Molto importanti sono anche gli inibitori di serotonina. Sono diversi gli studi che hanno sostenuto il ruolo terapeutico degli inibitori.

Gli inibitori, infatti, sono molto importanti perchè possono influire sulla riduzione dell’ansia da prestazione,portano la soglia di disfunzione ad un livello molto più basso consentendo gradualmente erezioni migliori con un conseguente aumento dello stato di eccitazione.

L’eccitazione infatti è ovviamente necessaria per arrivare alla fase di eiaculazione.

Inoltre si ha una diminuzione del tempo che intercorre tra un’erezione ed un’altra. Le possibiltà di ottenere una seconda e soddisfacente erezione sono maggiori.

Farmaci efficaci in questo caso sono la lidocaina-prilocaina che a volte vengono combinati con sildenafil.

Il sildenafil può efficacemente essere combinato con paroxetina, sertralina e se la terapia farmacologica è accompagnata da una consulenza psicologica e comportamentale,si possono ottenere cambiamenti e miglioramenti davvero significiativi.

Ci sono anche dati sulla limitata efficacia di altri farmaci come,il tadalafil e vardenafil.

Altri ancora,come i farmaci adrenergici possono essere usati con lo scopo di diminuire il tono simpatico del tratto seminale e quindi ritardare l’eiaculazione.

Il tramandolo è un altro analgesico ad azione centrale che unisce l’attivazione dei recettori oppioidi con la ricaptazione della serotonina e noradrenalina.

Farmaci adrenergici antagonisti come, terazosina, alfuzosina e tramadolo possono avere risultati efficaci nell’agire contro l’ieaculazione precoce.

Tuttavia sono necessarie ancora altre ricerche per certificare l’affidabilità di tali farmaci.

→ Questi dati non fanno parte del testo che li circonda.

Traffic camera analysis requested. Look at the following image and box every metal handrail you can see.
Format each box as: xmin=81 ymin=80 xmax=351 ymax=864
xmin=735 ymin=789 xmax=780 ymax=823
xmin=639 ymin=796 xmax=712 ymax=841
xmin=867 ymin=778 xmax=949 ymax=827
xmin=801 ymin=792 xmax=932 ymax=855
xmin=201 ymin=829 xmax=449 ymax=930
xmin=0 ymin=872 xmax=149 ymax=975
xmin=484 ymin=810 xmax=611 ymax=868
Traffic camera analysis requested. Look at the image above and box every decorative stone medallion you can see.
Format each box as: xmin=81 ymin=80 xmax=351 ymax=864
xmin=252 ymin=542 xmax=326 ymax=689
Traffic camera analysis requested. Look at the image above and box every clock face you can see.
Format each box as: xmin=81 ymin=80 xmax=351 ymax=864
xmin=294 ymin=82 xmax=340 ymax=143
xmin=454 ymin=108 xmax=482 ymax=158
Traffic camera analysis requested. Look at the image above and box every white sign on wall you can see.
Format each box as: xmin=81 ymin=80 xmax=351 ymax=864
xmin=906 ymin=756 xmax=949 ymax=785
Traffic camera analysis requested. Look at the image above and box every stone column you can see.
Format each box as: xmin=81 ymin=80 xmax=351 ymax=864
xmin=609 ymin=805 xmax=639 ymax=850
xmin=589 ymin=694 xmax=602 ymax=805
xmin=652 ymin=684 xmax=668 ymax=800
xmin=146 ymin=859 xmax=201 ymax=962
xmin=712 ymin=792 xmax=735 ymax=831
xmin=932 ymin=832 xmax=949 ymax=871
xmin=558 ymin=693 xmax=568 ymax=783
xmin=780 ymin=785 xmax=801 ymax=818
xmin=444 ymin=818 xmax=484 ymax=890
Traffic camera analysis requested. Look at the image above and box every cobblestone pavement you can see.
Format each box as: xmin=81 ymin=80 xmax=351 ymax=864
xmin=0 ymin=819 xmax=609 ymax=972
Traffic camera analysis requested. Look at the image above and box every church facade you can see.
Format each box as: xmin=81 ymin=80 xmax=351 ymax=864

Per trattare il disturbo di eiaculazione precoce è necessario avere trattato prima problemi, disfunzioni o infezioni genito -urinarie (ad esempio prostatiti).

Spesso quindi la terapia farmacologia è indispensabile per questo tipo di disturbo ed è ancora più efficace se accostata alla terapia comportamentale

I tempi di una terapia comportamentale possono essere lunghi,dipende sempre dalla relazione col paziente,ad ogni modo le cose possono essere difficili perchè richiedono spesso il supporto del partner del paziente.

Per quanto riguarda la disfunzione erettile l’approccio terapeutico è stato rivoluzionato dalla disponibilità a livello mondiale di tre nuovi farmaci. Sildenafil, tadalafil e verdenafil. Questi farmaci hanno alti tassi di efficacia e di sicurezza, anche con pazienti con diabete mellito. E’ importante che i pazienti possano provare tutti e tre i farmaci in modo poi da stabilire quale secondo loro è quello con la massima efficacia, considerando diversi fattori come, tempo di insorgenza,durata di azione, effetti collaterali che possano riguardarli individualmente. Le opzioni per i pazienti che non rispondo al trattamento del farmaco per via orale, o per i quali i farmaci sono controindicati,comprendono iniezioni endovenose,alprostadil intrauretrale, dispositivi di costrizione a vuoto oppure impianto di una protesi peniena.

E’ molto importante che il medico avverta il paziente che il rapporto sessuale consiste in un’attività fisica vigorosa,che aumenta la frequenza cardiaca e il pompaggio cardiaco. I medici devono sempre valutare l’idoneità cardiaca dei pazienti prima di procedere con il trattamento.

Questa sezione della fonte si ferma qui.